Guess What? The End Boss Is Ridiculously Powerful Blah Blah Blah…


Spare me. Not only is the end boss tough beyond any you’ve ever faced before, this particular boss will have absurdly tough allies, with the ability to summon legions more of them, and it’s one you will have to defeat…wait for it…four times. With no time to rest in between, naturally, so your umbilical reliance on the Pocket Plane inevitably fails you. Walk into that final battle with every single goddamned wand, staff, scroll, and potion you can carry. All that stuff you’ve been miserly hoarding since BG2 is finally going to pay off. You’ll run out of spells long before the final final battle, I don’t care how many mages you have.

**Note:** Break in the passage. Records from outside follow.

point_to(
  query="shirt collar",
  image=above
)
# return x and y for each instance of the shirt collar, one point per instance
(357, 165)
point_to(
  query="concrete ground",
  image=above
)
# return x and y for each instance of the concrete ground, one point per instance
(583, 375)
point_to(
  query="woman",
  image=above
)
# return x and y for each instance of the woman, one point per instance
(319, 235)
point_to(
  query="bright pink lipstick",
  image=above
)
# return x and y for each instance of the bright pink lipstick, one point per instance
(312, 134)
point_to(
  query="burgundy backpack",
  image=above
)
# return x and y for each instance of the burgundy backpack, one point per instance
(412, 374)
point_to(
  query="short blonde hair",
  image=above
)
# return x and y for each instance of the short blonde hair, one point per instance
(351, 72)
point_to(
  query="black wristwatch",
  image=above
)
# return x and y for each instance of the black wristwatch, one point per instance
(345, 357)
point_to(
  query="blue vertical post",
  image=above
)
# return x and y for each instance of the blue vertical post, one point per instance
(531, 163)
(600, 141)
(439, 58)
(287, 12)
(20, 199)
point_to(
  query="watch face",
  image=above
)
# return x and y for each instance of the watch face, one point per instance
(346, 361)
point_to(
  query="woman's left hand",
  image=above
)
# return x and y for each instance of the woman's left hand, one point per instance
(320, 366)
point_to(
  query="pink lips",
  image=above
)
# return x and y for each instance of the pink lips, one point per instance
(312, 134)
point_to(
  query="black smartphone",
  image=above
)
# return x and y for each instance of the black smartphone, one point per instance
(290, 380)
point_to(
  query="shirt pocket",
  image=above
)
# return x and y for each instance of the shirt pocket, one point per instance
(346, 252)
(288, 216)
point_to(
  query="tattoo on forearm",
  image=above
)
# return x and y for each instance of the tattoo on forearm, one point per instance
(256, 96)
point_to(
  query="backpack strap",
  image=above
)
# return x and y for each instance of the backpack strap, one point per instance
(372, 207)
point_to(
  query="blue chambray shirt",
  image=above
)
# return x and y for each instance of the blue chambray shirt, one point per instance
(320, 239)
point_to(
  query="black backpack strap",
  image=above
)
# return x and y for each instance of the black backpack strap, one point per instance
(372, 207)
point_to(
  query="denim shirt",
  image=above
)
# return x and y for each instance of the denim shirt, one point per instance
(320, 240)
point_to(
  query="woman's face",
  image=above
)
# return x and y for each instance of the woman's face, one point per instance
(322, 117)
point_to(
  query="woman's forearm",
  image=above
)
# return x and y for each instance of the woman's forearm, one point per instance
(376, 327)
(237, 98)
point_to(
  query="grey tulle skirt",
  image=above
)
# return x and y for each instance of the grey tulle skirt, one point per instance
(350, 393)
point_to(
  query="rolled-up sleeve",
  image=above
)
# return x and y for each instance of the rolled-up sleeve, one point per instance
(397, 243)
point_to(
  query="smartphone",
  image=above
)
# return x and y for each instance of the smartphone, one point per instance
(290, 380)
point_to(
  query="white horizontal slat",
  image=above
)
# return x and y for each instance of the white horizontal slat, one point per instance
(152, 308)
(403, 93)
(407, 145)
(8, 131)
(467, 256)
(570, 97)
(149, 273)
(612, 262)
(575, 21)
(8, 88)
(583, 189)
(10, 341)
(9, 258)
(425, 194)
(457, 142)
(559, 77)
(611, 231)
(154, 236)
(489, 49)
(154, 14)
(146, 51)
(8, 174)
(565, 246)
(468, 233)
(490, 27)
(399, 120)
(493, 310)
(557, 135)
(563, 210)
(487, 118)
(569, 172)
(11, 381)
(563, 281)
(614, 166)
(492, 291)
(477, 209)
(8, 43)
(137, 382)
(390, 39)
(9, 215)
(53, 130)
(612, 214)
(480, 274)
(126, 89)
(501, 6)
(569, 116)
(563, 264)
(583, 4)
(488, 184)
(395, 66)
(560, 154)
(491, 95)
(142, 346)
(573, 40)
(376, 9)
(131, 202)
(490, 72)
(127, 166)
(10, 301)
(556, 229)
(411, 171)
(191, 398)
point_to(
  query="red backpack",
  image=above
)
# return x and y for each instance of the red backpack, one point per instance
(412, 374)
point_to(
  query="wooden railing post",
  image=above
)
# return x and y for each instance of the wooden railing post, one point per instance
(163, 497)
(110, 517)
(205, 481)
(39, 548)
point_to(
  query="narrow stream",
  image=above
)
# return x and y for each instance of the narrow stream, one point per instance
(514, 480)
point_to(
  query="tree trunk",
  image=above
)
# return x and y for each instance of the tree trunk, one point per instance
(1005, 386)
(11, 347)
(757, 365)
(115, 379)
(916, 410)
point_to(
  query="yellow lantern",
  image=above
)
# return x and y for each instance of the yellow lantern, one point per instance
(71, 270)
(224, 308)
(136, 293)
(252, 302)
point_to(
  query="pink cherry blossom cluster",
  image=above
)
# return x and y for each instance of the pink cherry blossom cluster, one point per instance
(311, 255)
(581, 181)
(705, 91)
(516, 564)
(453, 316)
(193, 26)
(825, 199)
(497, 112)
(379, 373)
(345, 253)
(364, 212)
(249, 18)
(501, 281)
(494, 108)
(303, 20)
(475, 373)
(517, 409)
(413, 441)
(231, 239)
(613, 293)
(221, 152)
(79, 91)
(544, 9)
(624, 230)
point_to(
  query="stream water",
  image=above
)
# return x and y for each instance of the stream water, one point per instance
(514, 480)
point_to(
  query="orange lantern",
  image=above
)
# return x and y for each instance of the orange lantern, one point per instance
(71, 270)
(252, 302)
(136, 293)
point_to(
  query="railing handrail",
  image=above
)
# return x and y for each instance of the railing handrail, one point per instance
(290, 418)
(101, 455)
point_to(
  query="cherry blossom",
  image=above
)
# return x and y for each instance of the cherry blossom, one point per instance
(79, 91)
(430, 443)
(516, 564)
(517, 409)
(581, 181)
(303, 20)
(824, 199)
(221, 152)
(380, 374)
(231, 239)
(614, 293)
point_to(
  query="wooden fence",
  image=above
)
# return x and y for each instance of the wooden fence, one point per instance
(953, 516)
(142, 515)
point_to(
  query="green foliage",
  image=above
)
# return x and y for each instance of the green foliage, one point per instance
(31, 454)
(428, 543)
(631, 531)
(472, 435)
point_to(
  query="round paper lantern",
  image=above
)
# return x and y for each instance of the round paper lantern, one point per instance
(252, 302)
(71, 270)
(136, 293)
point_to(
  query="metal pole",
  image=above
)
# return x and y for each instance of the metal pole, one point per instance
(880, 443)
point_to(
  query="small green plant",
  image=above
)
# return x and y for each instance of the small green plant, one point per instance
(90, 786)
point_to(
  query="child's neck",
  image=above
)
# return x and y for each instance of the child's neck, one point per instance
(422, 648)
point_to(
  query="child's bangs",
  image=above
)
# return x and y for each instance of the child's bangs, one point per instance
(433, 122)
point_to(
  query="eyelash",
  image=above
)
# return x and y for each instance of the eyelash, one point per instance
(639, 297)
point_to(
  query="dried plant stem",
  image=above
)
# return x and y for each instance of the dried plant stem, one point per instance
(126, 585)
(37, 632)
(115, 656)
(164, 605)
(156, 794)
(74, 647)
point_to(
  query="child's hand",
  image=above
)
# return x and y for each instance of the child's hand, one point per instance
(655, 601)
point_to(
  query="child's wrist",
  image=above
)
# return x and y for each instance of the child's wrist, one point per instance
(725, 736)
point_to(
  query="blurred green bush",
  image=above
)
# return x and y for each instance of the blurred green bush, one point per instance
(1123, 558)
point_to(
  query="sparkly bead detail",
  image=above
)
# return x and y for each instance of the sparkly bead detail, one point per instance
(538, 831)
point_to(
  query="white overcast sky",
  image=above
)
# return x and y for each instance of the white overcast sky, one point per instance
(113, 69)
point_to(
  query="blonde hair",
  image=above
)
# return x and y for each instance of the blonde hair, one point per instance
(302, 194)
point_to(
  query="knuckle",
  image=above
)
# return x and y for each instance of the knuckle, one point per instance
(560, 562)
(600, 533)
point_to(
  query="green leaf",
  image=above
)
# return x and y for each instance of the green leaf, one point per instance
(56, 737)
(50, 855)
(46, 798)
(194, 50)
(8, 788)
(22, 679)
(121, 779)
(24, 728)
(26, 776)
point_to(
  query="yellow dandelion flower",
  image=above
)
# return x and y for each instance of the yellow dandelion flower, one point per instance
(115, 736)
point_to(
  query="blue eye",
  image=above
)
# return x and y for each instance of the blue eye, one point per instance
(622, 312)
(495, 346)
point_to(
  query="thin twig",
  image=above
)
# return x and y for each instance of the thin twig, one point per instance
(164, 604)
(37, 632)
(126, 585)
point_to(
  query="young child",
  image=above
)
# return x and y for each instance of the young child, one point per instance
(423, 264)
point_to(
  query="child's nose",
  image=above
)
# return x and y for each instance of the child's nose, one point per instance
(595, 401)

For true masochists, you can download the Ascension mod from fileplanet or somewhere, made by those fine folks at fwstudios.com, which makes the final battle more challenging.


What’s The Verdict?


If somehow playing all of BG2 wasn’t enough for you, and/or you just want to feel what it’s like to wear the Big Drawers in the D&D universe, there’s little harm in playing ToB. But like I said, it feels a hell of a lot like IWD with all the near-ceaseless combat with small bits of story used as glue. To be fair though, the story that is there isn’t so bad, and it does bring closure to the whole BG story. If phrases on RPG game boxes such as “Diablo-like” and “based on the console hit” drive you nuts (like they do for me), this is as good as an alternative as you’re likely to get.